Through the Lens of the 16th and 21st Centuries: The Problem of Evil.
Writing is what I do- have always done, to figure out what I think and believe. Consequently, I write frequently about God. This most mysterious, mystical Being who begs his creatures to love him.
Paradox has seemed to fit for one of His names, it is everywhere...if we look. Of late, however, I think symmetry is better - with it though, we need to qualify this concept of conformity with awful and awesome. I do so hesitatingly because our vernacular currently treats everything as awesome - a new book, movie or cup of coffee, right? And yet there is no other word to covey ‘an emotion variously combining dread, veneration, and wonder that is inspired by authority or by the sacred or sublime,’ (as Merriam Webster defines it) is there? Okay, awe is understood and easily, but symmetrical?
• Consider the Tree of Good and Evil in the Garden - the only thing expressly forbidden to Adam and Eve in paradise.
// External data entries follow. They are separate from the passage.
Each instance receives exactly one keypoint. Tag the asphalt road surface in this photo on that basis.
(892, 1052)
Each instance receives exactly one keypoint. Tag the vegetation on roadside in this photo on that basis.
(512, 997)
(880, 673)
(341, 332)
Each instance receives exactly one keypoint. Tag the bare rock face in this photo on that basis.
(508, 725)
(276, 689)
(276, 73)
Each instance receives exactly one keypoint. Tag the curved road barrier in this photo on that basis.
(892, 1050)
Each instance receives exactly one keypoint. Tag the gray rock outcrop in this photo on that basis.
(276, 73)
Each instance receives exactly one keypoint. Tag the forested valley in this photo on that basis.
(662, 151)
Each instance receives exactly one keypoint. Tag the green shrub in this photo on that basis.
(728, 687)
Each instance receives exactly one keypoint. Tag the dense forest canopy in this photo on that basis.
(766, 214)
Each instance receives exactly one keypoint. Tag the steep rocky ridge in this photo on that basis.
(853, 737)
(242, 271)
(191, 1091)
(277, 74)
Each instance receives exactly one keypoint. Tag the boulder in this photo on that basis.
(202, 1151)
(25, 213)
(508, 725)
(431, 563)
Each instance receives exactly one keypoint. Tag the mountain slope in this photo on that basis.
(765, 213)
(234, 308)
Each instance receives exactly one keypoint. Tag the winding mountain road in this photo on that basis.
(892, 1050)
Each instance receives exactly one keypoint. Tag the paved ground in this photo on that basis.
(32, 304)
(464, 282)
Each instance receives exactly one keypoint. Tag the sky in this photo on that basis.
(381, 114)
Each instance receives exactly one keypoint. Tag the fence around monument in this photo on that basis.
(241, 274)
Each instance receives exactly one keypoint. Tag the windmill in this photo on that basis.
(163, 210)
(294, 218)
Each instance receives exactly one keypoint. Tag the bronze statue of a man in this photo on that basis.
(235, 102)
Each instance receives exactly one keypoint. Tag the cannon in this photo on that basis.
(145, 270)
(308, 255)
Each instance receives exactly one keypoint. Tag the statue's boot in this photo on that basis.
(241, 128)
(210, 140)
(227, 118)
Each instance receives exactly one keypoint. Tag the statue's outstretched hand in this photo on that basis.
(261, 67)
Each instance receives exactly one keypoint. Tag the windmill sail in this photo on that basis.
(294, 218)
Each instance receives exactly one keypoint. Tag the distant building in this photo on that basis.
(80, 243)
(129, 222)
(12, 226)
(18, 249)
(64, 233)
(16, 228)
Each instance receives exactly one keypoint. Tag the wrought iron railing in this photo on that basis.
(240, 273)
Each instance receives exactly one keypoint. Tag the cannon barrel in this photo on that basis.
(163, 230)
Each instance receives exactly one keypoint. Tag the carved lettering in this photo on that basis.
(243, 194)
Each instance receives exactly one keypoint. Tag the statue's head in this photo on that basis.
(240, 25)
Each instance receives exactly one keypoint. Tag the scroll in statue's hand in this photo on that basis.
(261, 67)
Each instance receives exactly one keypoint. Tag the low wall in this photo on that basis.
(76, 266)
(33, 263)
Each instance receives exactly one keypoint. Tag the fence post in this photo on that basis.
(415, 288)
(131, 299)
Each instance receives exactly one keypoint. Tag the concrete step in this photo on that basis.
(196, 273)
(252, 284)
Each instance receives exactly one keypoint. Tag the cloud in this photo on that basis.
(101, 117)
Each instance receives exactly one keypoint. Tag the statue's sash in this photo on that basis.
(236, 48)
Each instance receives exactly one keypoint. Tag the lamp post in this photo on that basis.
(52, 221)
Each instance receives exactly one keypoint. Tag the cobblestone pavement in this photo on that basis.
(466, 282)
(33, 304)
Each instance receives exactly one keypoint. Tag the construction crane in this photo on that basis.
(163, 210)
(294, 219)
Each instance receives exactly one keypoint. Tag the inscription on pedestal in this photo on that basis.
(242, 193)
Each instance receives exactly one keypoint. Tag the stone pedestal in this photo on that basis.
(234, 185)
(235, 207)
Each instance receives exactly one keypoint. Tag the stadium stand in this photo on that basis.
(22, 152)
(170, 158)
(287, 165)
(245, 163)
And then the Cross Our Lord chose to die on...the cross was fashioned out of wood, metaphorically, a tree.
• And the woman: Eve, intended as the mother of all the living, instead was the author of death for each of her descendants. And then the woman, Mary, in truth, the mother of Life.
• And the man, Adam, created in the image and likeness of God, walking with Him in the ‘breezy time of the day’ each afternoon in the Garden. Until shame and blame entered paradise: Where are you? He asked...could all have been saved if either Adam or Eve had owned their sin rather than blaming the other?
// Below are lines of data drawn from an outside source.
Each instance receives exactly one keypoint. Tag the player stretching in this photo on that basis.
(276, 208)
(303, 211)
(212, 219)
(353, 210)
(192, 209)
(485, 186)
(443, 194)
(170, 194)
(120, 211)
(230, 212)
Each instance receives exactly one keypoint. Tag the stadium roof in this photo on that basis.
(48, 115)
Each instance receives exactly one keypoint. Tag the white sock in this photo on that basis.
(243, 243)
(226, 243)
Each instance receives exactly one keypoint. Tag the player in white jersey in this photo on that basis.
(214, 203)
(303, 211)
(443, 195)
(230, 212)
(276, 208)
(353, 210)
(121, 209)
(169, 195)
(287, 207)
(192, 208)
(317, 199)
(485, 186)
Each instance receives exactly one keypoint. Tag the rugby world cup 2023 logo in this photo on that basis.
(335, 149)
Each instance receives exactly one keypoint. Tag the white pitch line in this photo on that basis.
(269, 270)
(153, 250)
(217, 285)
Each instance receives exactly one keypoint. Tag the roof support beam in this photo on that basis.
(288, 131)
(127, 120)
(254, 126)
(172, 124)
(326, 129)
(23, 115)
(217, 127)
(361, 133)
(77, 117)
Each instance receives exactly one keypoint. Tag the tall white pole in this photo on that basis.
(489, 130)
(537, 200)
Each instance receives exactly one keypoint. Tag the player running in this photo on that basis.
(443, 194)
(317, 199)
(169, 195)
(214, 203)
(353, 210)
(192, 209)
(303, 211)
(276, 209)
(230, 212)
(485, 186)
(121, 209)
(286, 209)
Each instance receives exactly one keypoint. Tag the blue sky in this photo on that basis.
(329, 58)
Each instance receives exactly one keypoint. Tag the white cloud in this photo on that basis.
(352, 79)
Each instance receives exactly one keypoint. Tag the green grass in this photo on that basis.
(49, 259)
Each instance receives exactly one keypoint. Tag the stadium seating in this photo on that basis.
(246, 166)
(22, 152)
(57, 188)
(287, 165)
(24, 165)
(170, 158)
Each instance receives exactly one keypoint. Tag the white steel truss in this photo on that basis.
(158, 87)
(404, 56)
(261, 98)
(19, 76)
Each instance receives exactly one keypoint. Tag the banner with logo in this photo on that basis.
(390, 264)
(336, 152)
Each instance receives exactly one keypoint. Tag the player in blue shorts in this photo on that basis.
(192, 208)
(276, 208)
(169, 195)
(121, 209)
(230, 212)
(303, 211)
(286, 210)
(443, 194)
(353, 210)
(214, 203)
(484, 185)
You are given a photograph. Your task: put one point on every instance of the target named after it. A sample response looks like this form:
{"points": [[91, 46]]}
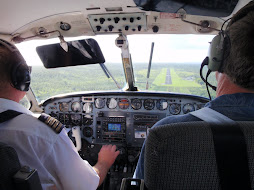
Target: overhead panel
{"points": [[115, 23]]}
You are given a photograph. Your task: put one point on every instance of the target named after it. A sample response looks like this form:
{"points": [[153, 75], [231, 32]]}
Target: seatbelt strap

• Finally, the son of Man, Jesus (he who saves) empties himself to become a slave - like us:
Have among yourselves the same attitude that is also yours in Christ Jesus, Who, though he was in the form of God, did not regard equality with God something to be grasped. Rather, he emptied himself, taking the form of a slave, coming in human likeness; and found human in appearance, he humbled himself, becoming obedient to death, even death on a cross. Because of this, God greatly exalted him and bestowed on him the name that is above every name, that at the name of Jesus... every knee should bend, of those in heaven and on earth and under the earth, and every tongue confess that Jesus Christ is Lord, to the glory of God the Father.
Can St. Paul’s Hymn be read with any other emotion than variously combining dread, veneration, and wonder that is inspired by authority or by the sacred or sublime?
Of course not. Likewise, can the symmetry of the tree, the woman and the man be missed?
But God does not end it there, does He? No, this author of some of the most profoundly mystical teachings in Christianity was born a Jew, not just any Jew but one who kept all 613 commandments so zealously that murdering Christians was not only acceptable, but righteous, to this most zealous of Pharisees. In the recent Acts of the Apostles reading, Luke writes that Saul,
...still breathing murderous threats against the disciples of the Lord, went to the high priest and asked him for letters to the synagogues in Damascas, that, if he should find any men or women who belonged to the Way, he might bring them back to Jerusalem in chains. On his journey, as he was nearing Damascus, al ight from the sky suddenly flashed around him. He fell to the ground and heard a voice saying to him, “Saul, Saul, why are you persecuting me?
Saul, meaning great one, becomes Paul, meaning little one, as he lies in the dust, blind and yet seeing more truth than he could ever have envisoned in his view of his God.
Paradox and symmetry are just two of the countless attributes of this God of ours, this God whose thoughts are not our thoughts and whose ways are not our ways.